On the History of Chocolate Mousse

Reader Cora wants to know when chocolate mousse first showed up on the culinary stage. I’m not sure to be honest. However I do know that mousses have been with us since the eighteenth century (or the Century of Foams, as I like to think of it). That was the period when court chefs around Europe, especially in France, discovered the frothing power of eggs — and went wild with it. Those people made foams out of everything: vegetables, meats, fish, you name it.

When did chocolate mousse finally appear? That’s a difficult question to answer. The first American printed reference to chocolate mousse dates to 1892 as far as I know. How much further back it goes in the French record I have no idea. (Hint, hint).

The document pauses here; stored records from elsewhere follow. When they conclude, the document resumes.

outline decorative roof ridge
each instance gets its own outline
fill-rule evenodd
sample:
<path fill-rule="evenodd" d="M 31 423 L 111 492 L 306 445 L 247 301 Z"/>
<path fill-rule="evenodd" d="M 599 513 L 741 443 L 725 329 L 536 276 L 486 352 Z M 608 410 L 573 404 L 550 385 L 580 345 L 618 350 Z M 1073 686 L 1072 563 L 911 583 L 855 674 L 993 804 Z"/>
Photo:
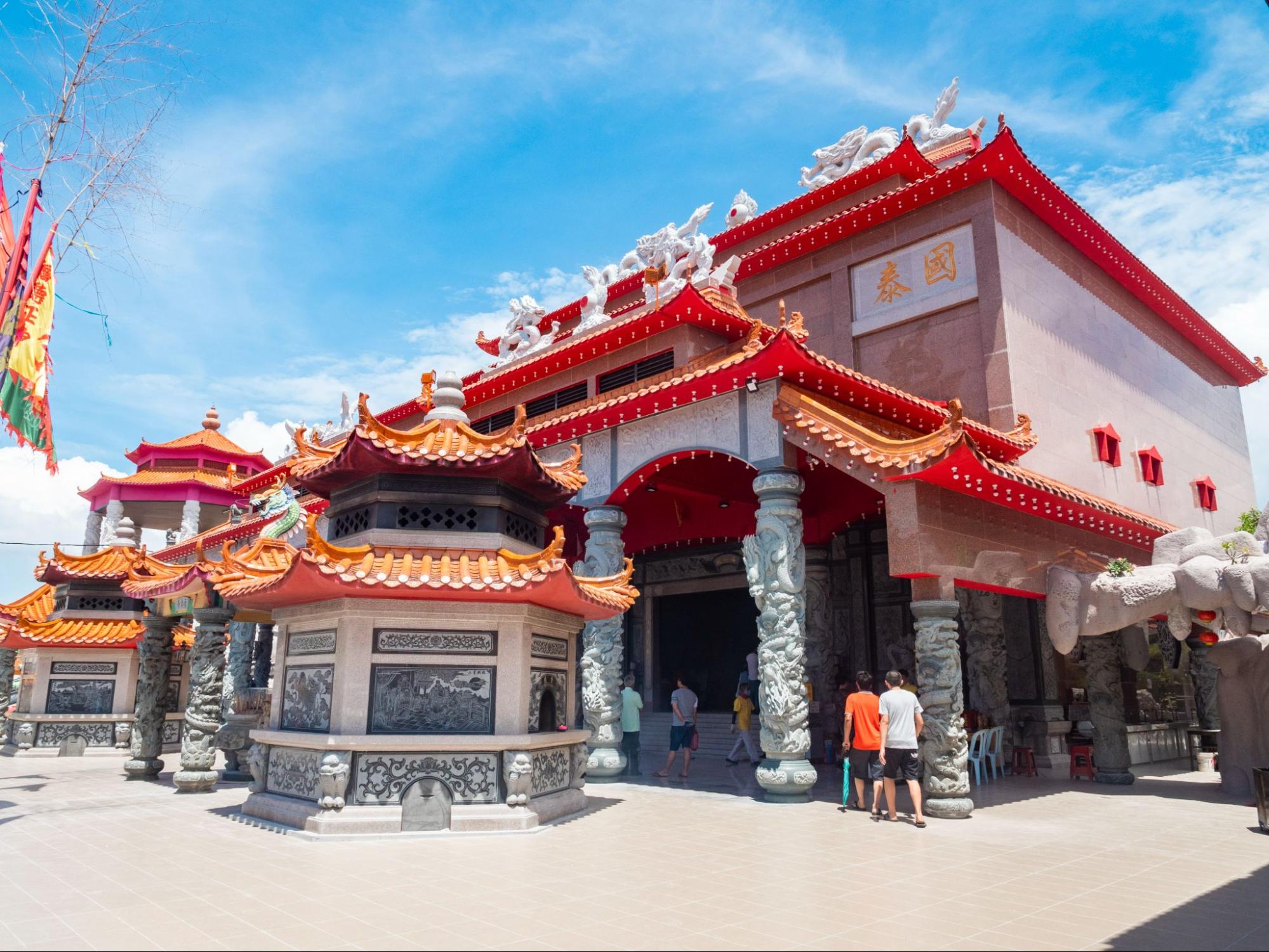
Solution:
<path fill-rule="evenodd" d="M 882 468 L 905 467 L 940 456 L 954 446 L 964 432 L 961 401 L 956 399 L 948 401 L 949 415 L 942 426 L 910 438 L 887 437 L 831 406 L 829 400 L 793 383 L 783 383 L 773 406 L 773 415 L 788 426 L 796 426 L 805 430 L 808 437 L 816 437 L 821 443 L 831 443 L 829 453 L 834 448 L 843 449 L 850 456 L 863 457 L 865 463 Z"/>

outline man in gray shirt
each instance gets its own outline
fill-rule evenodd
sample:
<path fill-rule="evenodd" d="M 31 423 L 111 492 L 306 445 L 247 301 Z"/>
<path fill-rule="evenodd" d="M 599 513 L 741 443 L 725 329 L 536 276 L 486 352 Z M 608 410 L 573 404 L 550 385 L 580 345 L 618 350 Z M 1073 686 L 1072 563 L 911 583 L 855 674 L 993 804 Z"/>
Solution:
<path fill-rule="evenodd" d="M 665 769 L 654 773 L 654 777 L 669 777 L 670 768 L 674 767 L 674 755 L 683 748 L 683 773 L 679 776 L 687 779 L 688 767 L 692 764 L 692 735 L 697 730 L 697 693 L 683 683 L 683 675 L 676 674 L 674 683 L 678 685 L 670 694 L 670 753 L 665 758 Z"/>
<path fill-rule="evenodd" d="M 907 792 L 912 797 L 915 823 L 924 829 L 925 817 L 921 816 L 921 783 L 919 779 L 921 764 L 916 739 L 925 726 L 925 720 L 921 717 L 921 702 L 912 692 L 904 691 L 902 685 L 902 674 L 886 671 L 887 691 L 878 702 L 881 763 L 886 779 L 886 806 L 888 809 L 886 819 L 891 823 L 898 819 L 895 815 L 895 781 L 902 776 L 907 781 Z M 873 819 L 879 820 L 881 817 L 874 814 Z"/>

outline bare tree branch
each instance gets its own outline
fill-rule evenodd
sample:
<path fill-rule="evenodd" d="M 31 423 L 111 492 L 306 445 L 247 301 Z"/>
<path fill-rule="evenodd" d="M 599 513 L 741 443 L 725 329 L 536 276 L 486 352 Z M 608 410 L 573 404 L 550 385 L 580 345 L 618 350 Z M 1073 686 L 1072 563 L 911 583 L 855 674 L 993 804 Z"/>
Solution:
<path fill-rule="evenodd" d="M 6 161 L 43 185 L 67 255 L 95 272 L 132 259 L 137 215 L 164 203 L 150 137 L 185 79 L 181 51 L 147 0 L 27 0 L 0 24 L 15 56 L 3 77 L 24 114 L 4 132 Z M 11 66 L 10 66 L 11 65 Z"/>

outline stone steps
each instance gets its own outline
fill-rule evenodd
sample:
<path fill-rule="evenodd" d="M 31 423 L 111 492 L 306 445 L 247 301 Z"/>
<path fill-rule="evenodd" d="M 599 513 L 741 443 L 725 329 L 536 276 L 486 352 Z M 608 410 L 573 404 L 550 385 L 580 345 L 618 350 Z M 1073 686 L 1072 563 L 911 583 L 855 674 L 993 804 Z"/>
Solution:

6 thoughts on “On the History of Chocolate Mousse”

  1. I don’t know French, but Antoine Beauvilliers wrote “The Art of French Cookery” which contains a reference to chocolate mousse; the reference in the (wikipedia date: 1825) translation of the (wikipedia date: 1814) book is here.

    Interestingly, the 1887 book “Miss Parloa’s Kitchen Companion” (which also contains a recipe for chocolate mousse, basically a frozen chocolate whipped cream) states “Remember that a mousse is not good unless it be properly frozen”, which may imply some crossover between ice cream and mousse categories?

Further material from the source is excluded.